[X86] Enable call frame optimization ("mov to push") not only for optsizeā€¦

Description

[X86] Enable call frame optimization ("mov to push") not only for optsize (PR26325)

The size savings are significant, and from what I can tell, both ICC and GCC do this.

Differential Revision: http://reviews.llvm.org/D18573

What hardware was this change benchmarked on? The last time I looked at this was a few years ago, but back then the increased implicit hazards on %esp introduced noticeable performance regressions. Have recent CPUs optimised the microcode for this? The Intel optimisation guide used to explicitly say not to do this, but I've not checked recently.

hans added a comment.Apr 4 2016, 9:08 AM

What hardware was this change benchmarked on? The last time I looked at this was a few years ago, but back then the increased implicit hazards on %esp introduced noticeable performance regressions. Have recent CPUs optimised the microcode for this? The Intel optimisation guide used to explicitly say not to do this, but I've not checked recently.

I didn't benchmark it. My justification for the change is that GCC, ICC, and MSVC all lower calls like this, so it seems like the way to do it, and the binary size savings are significant.

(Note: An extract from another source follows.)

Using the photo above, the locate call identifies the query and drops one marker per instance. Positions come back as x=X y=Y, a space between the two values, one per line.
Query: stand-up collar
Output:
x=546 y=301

According to the latest version of the Intel 64 and IA-32 Architectures Optimization Reference Manual, my concerns are not valid for the latest microarchitectures as the Stack Pointer Tracker eliminates the implicit dependencies. I am not sure that this applies to AMD / Centaur microarchitectures and how recent the addition of this to Intel chips is. I'd like to see some benchmarks, as this had a 5-10% performance penalty last time I looked at it.

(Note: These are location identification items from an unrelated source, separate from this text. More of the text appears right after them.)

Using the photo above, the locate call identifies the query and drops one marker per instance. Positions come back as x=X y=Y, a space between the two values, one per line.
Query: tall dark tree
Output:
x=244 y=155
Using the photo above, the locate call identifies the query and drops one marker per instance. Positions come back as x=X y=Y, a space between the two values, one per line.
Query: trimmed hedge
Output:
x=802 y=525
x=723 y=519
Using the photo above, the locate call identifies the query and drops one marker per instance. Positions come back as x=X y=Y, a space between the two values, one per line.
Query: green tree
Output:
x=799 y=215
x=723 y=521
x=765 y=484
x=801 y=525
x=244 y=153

hans added a comment.Apr 4 2016, 3:15 PM

Was the 5-10% regression you mention on a micro-benchmark or a full benchmark?

I don't have access to the architectures you mention, and I'm not sure what you'd consider the most relevant benchmark, but here are some numbers from V8, which is relevant for me.

Binary size before my patch: 23,248,074 b, after: 22,953,162 b (-294,912 b, or -1.3%).

Octane before (higher numbers are better):

Richards-octane2.1(Score): 27391
DeltaBlue-octane2.1(Score): 51519
Crypto-octane2.1(Score): 24533
RayTrace-octane2.1(Score): 68005
EarleyBoyer-octane2.1(Score): 40427
RegExp-octane2.1(Score): 4632
Splay-octane2.1(Score): 18678
SplayLatency-octane2.1(Score): 29875
NavierStokes-octane2.1(Score): 26214
PdfJS-octane2.1(Score): 17575
Mandreel-octane2.1(Score): 19200
MandreelLatency-octane2.1(Score): 45320
Gameboy-octane2.1(Score): 42320
CodeLoad-octane2.1(Score): 10595
Box2D-octane2.1(Score): 31416
zlib-octane2.1(Score): 51697
Typescript-octane2.1(Score): 30467

Octane after:

Richards-octane2.1(Score): 26621
DeltaBlue-octane2.1(Score): 47645
Crypto-octane2.1(Score): 25604
RayTrace-octane2.1(Score): 66525
EarleyBoyer-octane2.1(Score): 42885
RegExp-octane2.1(Score): 4814
Splay-octane2.1(Score): 21905
SplayLatency-octane2.1(Score): 37410
NavierStokes-octane2.1(Score): 29147
PdfJS-octane2.1(Score): 19737
Mandreel-octane2.1(Score): 21306
MandreelLatency-octane2.1(Score): 52476
Gameboy-octane2.1(Score): 48493
CodeLoad-octane2.1(Score): 12187
Box2D-octane2.1(Score): 49634
zlib-octane2.1(Score): 56661
Typescript-octane2.1(Score): 31267

Some tests scored lower with my patch (Richards, DeltaBlue, RayTrace), but the rest improved. I'd say it's in the noise, but at least the noise seems to point in a favourable direction for my change :-)

This was a 32-bit V8 release build on Linux, running on Intel(R) Xeon(R) CPU E5-2690 0 @ 2.90GHz

5% overall on macrobenchmarks - adding a pipeline stall on every function entry and exit adds up a lot. Good to see that it doesn't happen on modern hardware, but I'd still be interested in seeing what impact it has on AMD, Centaur, or older Intel hardware.